More recently, immunocytochemical stains have been used to distinguish between the different cell types (Table 1). In the rat, the epithelial cells are stainable by antisera to milk fat globule membrane (MFGM) (Warburton et al. 1982ɑ) and keratin monoclonal antibody (MAB) LE6l (Taylor-Papadimitriou et al. 1983). The myoepithelial cells can be stained by antisera to vimentin, actin, myosin (Dulbecco, 1982; Warburton et al. 1982ɑ), keratin MAB LP34 (Taylor-Papadimitriou et al. 1983; Warburton et al. 1987), and by the lectins Griffonia simplicifoliaΛ (GS-1) and pokeweed mitogen (Hughes, 1988). The basement membrane, which is probably synthesized at least in part by the myoepithelial cells, stains with antisera to laminin, type IV collagen and Thy-1 antigen (Dulbecco, 1982; Rudland et al. 1982; Warburton et al. 1982a; Monaghan et al. 1983). In the human gland, antisera (Heyderman et al. 1979) and MABs (Foster et al. 1982; Taylor-Papadimitriou et al. 1983) to MFGM are primarily against a single glycoprotein termed epithelial membrane antigen (EMA) (Ormerod et al. 1984; Mcllhinneyet al. 1985), whilst the two lectins (Hughes, 1988) and the antiserum to human keratin (Gusterson et al. 1982) fail to show any discriminatory staining. MAB LICR-LON-23.IO which recognizes basal cells of the skin and blood vessels (Gusterson et al. 1985) and MABs to the common acute lymphoblastic leukaemia antigen (CALLA) (Gusterson et al. 1986) preferentially recognize the human myoepithelial cells. The secretory alveolar cells from both species are characterized by being stainable by peanut lectin (Newman et al. 1979) and, during lactation, by antisera to their respective caseins (Rudland et al. 1983ɑ; Earl & Mcllhinney, 1985) (Table 1).
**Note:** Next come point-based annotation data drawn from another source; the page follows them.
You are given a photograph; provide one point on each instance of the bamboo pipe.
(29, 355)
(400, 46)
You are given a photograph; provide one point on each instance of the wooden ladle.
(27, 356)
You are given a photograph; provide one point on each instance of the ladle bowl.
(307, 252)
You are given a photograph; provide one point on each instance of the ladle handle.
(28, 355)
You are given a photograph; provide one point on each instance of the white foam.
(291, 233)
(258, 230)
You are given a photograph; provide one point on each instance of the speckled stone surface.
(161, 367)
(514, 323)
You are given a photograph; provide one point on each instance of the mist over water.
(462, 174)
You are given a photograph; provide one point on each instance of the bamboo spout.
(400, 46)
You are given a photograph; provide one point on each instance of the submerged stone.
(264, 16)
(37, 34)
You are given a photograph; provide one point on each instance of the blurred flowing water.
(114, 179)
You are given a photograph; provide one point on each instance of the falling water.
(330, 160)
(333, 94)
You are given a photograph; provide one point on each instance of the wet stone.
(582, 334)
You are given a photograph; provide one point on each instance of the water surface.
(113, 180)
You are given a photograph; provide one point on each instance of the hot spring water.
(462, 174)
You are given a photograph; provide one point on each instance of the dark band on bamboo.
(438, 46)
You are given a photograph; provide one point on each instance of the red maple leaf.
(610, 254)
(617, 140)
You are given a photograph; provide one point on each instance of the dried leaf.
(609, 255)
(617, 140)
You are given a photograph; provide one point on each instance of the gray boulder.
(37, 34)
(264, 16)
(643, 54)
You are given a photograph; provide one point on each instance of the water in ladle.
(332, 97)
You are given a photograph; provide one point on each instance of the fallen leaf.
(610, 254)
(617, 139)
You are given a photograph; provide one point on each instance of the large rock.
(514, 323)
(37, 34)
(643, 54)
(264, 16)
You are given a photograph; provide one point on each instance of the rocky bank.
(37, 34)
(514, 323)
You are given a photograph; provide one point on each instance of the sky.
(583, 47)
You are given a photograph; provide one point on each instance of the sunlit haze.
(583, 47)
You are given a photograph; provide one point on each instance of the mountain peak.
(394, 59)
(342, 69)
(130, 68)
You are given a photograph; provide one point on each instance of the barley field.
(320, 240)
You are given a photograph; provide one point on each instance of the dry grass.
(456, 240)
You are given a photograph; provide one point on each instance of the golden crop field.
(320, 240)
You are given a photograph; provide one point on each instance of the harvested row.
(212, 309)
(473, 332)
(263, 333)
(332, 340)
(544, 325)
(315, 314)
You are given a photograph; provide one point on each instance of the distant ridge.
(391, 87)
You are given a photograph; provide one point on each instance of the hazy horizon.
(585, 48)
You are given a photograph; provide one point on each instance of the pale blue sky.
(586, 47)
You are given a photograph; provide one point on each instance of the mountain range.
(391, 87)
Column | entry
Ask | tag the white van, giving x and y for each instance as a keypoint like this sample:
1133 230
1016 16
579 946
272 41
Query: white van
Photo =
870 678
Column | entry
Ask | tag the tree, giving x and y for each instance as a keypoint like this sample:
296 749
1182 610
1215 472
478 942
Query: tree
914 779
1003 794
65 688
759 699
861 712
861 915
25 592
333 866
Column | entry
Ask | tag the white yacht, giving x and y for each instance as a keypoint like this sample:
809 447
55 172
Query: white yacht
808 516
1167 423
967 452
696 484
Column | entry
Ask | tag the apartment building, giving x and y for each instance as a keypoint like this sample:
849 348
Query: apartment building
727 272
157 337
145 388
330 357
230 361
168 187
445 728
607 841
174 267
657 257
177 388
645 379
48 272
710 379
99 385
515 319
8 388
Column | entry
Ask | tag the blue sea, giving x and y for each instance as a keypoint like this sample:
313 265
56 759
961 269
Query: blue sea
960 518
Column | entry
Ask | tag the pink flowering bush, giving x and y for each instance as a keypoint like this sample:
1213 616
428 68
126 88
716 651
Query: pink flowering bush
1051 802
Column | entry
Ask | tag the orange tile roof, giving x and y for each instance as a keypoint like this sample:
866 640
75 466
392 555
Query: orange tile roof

The development of the mammary parenchyma takes place predominantly after birth, but prior to puberty (Myers, 1919; Dawson, 1934), by the lengthening and branching of primative ducts within the mammary fat pad. During this period of growth, the ducts terminate in globular structures called terminal end buds in rats (TEBs), which contain most of the dividing parenchymal cells (Dawson, 1934; Russo et al. 1982). The number of globular structures reaches a maximum in rats of about 20 days old (Russo et al. 1982), and in humans of about 13 years old (Dawson, 1934) (Fig. 1A). Thereafter the number rapidly declines as the globular structures differentiate to terminal ducts and alveolar buds in rats (Russo & Russo, 1978) or to terminal ductal alveolar units (TDLUs) in humans (Dawson, 1934) (Fig. IB). The alveolar buds and TDLUs are the direct precursors of the secretory alveoli. In rats the TEBs and to a lesser extent the alveolar buds consist of a heterogeneous collection of cells which show a gradation in ultrastructural and immunocytochemical-staining characteristics towards the epithelial cells on the one hand, and to the myoepithelial cells of the subtending duct on the other hand (Williams & Daniel, 1983; Ormerod & Rudland, 1984). Some of the terminal structures in humans also show some evidence for similar morphological gradations (Stirling & Chandler, 1976; Smith et al. 1984; Rudland& Hughes, 1989). Thus some evidence exists in vivo relating epithelial cells to myoepithelial cells on the one hand and to alveolar cells on the other hand, although this evidence is stronger in the rat than in the human at present.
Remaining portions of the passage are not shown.